I sometimes wish it were acceptable to throw water at humans engaging in public display of sexy time too. Trust me, there is no right-wing orthodox mentality behind this. Do whatever you want as long as I don’t have to watch you do it. I’m already dealing with pigeons and their PDA and their poop. I don’t want to deal with yours. You want your girlfriend to sit on your lap and play with your hair? Well, guess what – we have a Learning Centre. Go and play with each other’s hair all you want. And please, don’t limit yourself to playing with hair. Play with everything that can be played with. I have absolutely no right to complain about what you do within the confines of four walls. But if you engage in PDA in the library park in broad daylight when I am enjoying my 3rd cold bournvita of the day, I’m gonna flip. We get it, you are in a relationship! I’m sure your saccha pyaar will last forever. I just don’t want to see you snogging each other at Chetta, or in the Lib Park, or at the BB Court, or in the acad. Couples reading this are probably thinking: yeah Garvit you are complaining only because you never get any sexy time. 2 rebuttals:

  1. I have sexy time with myself all the time.
  2. I do enjoy watching couples displaying affection towards each other. It’s called porn. And porn, unlike PDA, is aesthetically pleasing.
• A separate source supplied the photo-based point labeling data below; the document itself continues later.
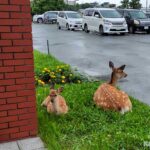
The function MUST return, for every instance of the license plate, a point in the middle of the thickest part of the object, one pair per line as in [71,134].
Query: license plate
[146,27]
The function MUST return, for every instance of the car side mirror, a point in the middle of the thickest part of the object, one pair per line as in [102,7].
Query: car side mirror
[97,16]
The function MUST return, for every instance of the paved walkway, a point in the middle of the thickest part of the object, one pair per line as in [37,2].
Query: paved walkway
[25,144]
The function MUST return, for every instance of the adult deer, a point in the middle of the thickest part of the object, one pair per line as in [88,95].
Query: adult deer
[55,103]
[108,96]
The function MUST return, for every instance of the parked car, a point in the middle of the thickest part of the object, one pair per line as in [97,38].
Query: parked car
[104,21]
[136,20]
[70,20]
[47,17]
[50,17]
[38,18]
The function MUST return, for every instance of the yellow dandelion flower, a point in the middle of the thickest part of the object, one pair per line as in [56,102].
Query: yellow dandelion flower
[63,81]
[63,77]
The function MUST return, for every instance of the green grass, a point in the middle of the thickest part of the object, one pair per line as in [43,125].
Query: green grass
[87,127]
[44,61]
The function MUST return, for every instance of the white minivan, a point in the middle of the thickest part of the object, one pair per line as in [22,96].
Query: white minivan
[104,20]
[70,20]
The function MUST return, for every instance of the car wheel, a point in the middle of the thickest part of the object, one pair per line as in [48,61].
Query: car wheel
[131,30]
[40,20]
[101,30]
[58,26]
[67,26]
[86,28]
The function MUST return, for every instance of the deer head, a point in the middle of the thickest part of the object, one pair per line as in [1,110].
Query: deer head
[54,93]
[117,73]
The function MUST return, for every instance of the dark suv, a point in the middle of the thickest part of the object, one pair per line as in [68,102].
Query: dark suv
[136,20]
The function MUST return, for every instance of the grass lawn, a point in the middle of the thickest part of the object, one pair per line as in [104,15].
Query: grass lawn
[87,127]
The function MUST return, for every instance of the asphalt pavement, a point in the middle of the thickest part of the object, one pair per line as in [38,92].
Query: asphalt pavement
[90,53]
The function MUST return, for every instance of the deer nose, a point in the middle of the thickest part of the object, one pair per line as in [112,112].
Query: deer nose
[125,75]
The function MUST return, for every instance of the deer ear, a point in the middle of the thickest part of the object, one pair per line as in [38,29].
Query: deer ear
[52,86]
[111,64]
[60,89]
[122,67]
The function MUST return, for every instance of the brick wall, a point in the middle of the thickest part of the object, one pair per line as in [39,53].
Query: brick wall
[17,91]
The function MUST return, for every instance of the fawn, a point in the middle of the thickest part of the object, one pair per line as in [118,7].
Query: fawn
[55,103]
[108,96]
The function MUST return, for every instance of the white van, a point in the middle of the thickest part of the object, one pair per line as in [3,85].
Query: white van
[104,20]
[70,20]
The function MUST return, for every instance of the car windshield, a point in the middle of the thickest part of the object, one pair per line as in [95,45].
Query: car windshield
[138,15]
[73,15]
[110,14]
But this is where this gets tricky. Is PDA totally unacceptable? Can there be any exceptions? I’m sure we are all aware that there are different degrees of PDA:

  1. Hanging out with each other all the time: How. Can. You. Bear. To. Be. With. The. Same. Person. 24×7. Just how?
  2. Holding hands and walking: Are you using your partner as a crutch?
  3. Hugging each other in the middle of the pathway right after class gets over so that everyone can look at you: What do you think people say when they look at you hugging at 2 pm: “Waah! Kitne hot lag rahe hain?” Nope. They say: “Vo dekho kitne chutiye lag rahe hain!”
  4. Kissing in the acad.
  5. Kissing at the BB Court.
  6. Kissing at Chetta at midnight: Kissing. At Chetta. At midnight. That time of the night when the entire college walks to Chetta to get its nightly dose of caffeine. That is when you decide to kiss each other? Bravo. You know what? You might as well ask us to shut our eyes. Maybe it’s too much work finding keys to a room in the LC. We’ll all just walk around college blindfolded. Go the full distance and fuck each other right there at Chetta. We won’t look. Pinky promise.
  7. Making out at Navalgund Park: This is the last straw. PDA at Navalgund is a blatant violation of the harm principle. You are harming me, guys. Making the walk from MHOR to Chetta is not very easy to begin with. Add to this the constant danger of pigeons pooping on the top of your head. Add to this the fear of spotting overly-competitive batch mates walking to the library to do some moot or some other studly activity. And as if all this trauma is not enough, add to it the fear of spotting couples making out in the park. Geniuses, you are. Or to use the term in vogue these days, bokachodas. Remember how the college has “Thanks for not smoking” boards installed everywhere? We need to have “Thanks for not engaging in PDA” boards too. And four of those need to be installed right at that intersection near Gate 2.

Bottom line: You are not invisible. We can see you doing things to each other. No, we are not impressed. No, you don’t look cool. No, you don’t look hot. Yes, you look very chutiya. Yes, it’s time to stop. Put some interruptus in that PDA. The skies won’t fall.

Thanks for reading. May you never be traumatized by ungodly creatures such as pigeons and couples again. May you never have to witness PDA again. And may you have lots and lots of (private) sexy time.